Friday, April 09, 2010

[dkmthxbr] Whistleblowing a lot of data

Consider the problem of a whistleblower who seeks to disclose bad behavior of, say, a company, or maybe a government.  However, the electronic documents detailing the proof of the bad behavior are excessively large, say, a petabyte.

There are two ways to initially gather the data.  One is to disguise the collection as part of the backup process, so a sudden high bandwidth access to the data is not noticed.  A variation is to target a finished backup, which will be less likely to cause a disruption in access to the live data. The other way is to low-bandwidth randomly sample the data slowly over a long period of time.

Having obtained the data, and somehow having transported it over the perimeter, the next problem is how to release the data.  This is where things get technically interesting.

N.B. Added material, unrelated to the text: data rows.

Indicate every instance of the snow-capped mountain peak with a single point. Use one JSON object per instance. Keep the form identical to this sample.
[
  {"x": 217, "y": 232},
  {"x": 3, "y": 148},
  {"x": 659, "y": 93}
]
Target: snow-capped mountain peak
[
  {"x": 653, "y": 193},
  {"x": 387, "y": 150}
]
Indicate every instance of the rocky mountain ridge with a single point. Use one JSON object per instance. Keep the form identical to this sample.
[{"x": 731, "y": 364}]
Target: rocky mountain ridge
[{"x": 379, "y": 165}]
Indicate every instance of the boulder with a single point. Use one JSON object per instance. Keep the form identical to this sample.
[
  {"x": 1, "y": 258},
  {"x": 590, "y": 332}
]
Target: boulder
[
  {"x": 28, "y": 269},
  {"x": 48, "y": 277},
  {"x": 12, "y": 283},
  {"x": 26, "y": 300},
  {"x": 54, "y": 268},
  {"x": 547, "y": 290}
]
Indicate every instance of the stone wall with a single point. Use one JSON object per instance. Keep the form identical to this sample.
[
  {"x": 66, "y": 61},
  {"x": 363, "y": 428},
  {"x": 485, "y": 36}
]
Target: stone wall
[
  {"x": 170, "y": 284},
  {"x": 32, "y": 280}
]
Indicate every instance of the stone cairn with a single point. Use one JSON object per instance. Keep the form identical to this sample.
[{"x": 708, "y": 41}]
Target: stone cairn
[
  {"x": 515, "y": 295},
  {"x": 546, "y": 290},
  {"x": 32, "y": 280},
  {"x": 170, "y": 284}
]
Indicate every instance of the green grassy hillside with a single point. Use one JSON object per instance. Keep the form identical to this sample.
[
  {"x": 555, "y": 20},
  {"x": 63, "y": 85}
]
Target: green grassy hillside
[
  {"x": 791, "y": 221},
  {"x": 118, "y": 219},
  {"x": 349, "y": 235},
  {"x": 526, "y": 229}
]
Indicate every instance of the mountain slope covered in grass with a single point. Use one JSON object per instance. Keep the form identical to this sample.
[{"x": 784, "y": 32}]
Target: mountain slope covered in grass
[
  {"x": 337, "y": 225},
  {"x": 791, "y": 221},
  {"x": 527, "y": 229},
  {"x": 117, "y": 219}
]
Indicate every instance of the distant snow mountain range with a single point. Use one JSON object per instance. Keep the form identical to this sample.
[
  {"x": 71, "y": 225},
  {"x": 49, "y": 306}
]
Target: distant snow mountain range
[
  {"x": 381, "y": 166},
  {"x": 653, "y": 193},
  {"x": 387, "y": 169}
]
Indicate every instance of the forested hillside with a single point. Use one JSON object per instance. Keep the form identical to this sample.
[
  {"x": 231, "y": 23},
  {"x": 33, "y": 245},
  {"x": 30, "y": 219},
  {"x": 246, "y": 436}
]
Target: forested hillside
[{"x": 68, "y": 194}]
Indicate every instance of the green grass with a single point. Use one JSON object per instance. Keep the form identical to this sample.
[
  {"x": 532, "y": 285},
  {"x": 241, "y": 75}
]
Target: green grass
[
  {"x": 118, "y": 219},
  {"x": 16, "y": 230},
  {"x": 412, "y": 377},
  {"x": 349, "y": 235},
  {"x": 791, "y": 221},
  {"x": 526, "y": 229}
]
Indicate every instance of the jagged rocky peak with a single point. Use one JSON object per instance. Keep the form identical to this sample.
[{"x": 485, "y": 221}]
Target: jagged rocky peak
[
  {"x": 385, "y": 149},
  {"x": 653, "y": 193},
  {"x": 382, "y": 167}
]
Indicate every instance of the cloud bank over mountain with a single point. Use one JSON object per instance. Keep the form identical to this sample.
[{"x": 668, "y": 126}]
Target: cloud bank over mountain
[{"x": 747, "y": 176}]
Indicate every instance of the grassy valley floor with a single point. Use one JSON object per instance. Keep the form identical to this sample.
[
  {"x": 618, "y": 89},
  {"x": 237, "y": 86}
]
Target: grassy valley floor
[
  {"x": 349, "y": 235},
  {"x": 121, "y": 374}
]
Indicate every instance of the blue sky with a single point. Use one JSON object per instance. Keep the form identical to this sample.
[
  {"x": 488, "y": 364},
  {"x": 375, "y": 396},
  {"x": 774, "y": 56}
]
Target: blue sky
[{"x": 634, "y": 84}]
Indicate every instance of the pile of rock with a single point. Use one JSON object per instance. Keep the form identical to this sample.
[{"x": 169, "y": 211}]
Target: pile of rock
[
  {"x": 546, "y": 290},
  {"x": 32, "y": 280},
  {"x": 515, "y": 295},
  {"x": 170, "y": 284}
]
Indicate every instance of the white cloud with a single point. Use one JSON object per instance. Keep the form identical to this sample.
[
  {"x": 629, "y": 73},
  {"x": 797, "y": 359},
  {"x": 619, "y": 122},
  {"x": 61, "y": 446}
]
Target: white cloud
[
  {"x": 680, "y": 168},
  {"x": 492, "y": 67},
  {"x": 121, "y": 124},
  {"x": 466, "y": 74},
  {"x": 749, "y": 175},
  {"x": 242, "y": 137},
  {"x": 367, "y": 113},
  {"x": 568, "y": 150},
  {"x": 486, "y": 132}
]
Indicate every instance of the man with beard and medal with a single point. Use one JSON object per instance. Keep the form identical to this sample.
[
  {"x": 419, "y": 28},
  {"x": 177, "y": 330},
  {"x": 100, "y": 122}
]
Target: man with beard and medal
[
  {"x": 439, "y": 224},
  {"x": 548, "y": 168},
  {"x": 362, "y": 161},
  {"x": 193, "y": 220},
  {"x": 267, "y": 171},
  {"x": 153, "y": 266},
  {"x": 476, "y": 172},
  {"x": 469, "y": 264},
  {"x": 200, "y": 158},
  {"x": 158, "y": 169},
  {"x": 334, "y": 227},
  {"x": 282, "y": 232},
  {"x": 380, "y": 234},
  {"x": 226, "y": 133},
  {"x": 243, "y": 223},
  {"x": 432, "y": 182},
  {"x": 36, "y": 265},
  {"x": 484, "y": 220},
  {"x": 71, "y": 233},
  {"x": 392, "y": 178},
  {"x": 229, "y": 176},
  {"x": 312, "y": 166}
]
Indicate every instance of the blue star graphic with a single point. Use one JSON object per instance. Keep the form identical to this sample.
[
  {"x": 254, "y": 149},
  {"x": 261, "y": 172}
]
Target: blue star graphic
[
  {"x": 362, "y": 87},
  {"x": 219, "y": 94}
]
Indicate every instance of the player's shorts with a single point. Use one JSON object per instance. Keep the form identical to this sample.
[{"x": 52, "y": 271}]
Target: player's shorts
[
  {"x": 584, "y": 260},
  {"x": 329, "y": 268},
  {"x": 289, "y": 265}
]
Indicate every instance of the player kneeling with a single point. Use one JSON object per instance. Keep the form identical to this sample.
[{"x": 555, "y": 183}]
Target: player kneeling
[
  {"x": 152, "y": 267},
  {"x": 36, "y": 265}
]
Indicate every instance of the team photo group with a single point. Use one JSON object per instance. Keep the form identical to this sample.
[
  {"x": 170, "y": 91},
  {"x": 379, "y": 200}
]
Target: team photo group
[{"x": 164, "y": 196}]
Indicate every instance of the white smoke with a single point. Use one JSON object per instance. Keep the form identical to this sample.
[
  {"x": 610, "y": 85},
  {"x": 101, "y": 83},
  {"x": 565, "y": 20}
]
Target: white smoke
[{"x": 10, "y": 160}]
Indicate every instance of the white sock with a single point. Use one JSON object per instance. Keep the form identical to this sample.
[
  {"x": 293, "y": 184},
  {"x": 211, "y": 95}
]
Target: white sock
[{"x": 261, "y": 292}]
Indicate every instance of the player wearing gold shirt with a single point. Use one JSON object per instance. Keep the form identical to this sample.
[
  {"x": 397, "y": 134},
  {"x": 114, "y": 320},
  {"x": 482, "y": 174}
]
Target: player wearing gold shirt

The bad company will use all available legal and extra-legal means to suppress the data, in hopes of denying the leak ever occurred.  A large bad company with political connections will be probably be able to enlist / bribe / blackmail the government into aiding the suppression.

Do we have a censorship resistant medium or technology that can handle such a very large amount of data?

Consider the shortcomings of Bittorrent.  Bittorrent is designed under the assumption that any particular downloader can fit the entire download.  During the initial period after the release, there is exactly one seed which is very vulnerable to attack.

Prior to release, the whistleblower should first replicate the data in many places, or else there will be a single point of failure for the bad company to attack.  Such replication is expensive.  The whistleblower will need to buy or rent tens or hundreds of petabytes of storage.

Here is a combination of cloud computing, peer to peer, and financial technologies that might work.  The whistleblower rents storage from a distributed grid service such as Tahoe.  We assume that the grid node owners are to be paid.  The data is stored encrypted so as not to tip off any node owner about the data before the collection is complete.  When the data is complete, and naturally replicated as this is the way distributed storage works, the encryption key is released, and each node is also instantly transformed into a node on a public peer-to-peer network such as (modified) Bittorrent or Freenet to facilitate additional replication and distribution.  This software does not yet exist, though all the pieces do.

The original grid node owners are paid, but in this case, they were paid with IOUs.  Upon public release of the data, the owner is given the opportunity to forgive the IOU if he or she feels the release of the data was good for society.  If so, no money needs to change hands, reducing the paper trail.  If not, third parties, perhaps organizations dedicated to Freedom or Sunlight, can also help pay off the debt (such organizations should maintain cash on hand in case a need like this arises).

We will need an application that will allow any user to browse this distributed collection of documents.

This exercise is motivated by Facebook.  It seems companies will not take user privacy seriously (i.e., not record data, or record data encrypted only with a user's public key) until a massive breach occurs resulting in a tremendous public backlash.  Consider a breach of the entire Facebook database.  Facebook does not delete anything, ever, so they still maintain records of every account you've deleted, every picture you've untagged yourself from, every inbox message you've deleted, every picture and profile you've looked at (and when), and every link you've clicked.

If it's going to take a massive breach like this for companies to take privacy seriously, perhaps one, just one, patriotic (patriotic for the good of society) employee will make it happen.

Or, given what I have described above, perhaps the imminent feasible threat of a complete and unsuppressible data breach by one, just one, disloyal employee or hacker will convince them to take the measures I described to guard user privacy.

But probably not, given the financial incentives: Facebook's stock price is entirely based on this huge amount of user data it has collected, that it alone can access, or sell, in its entirety without anyone's permission.  The stock option owners aren't going to willingly give that up, no matter how large the threat.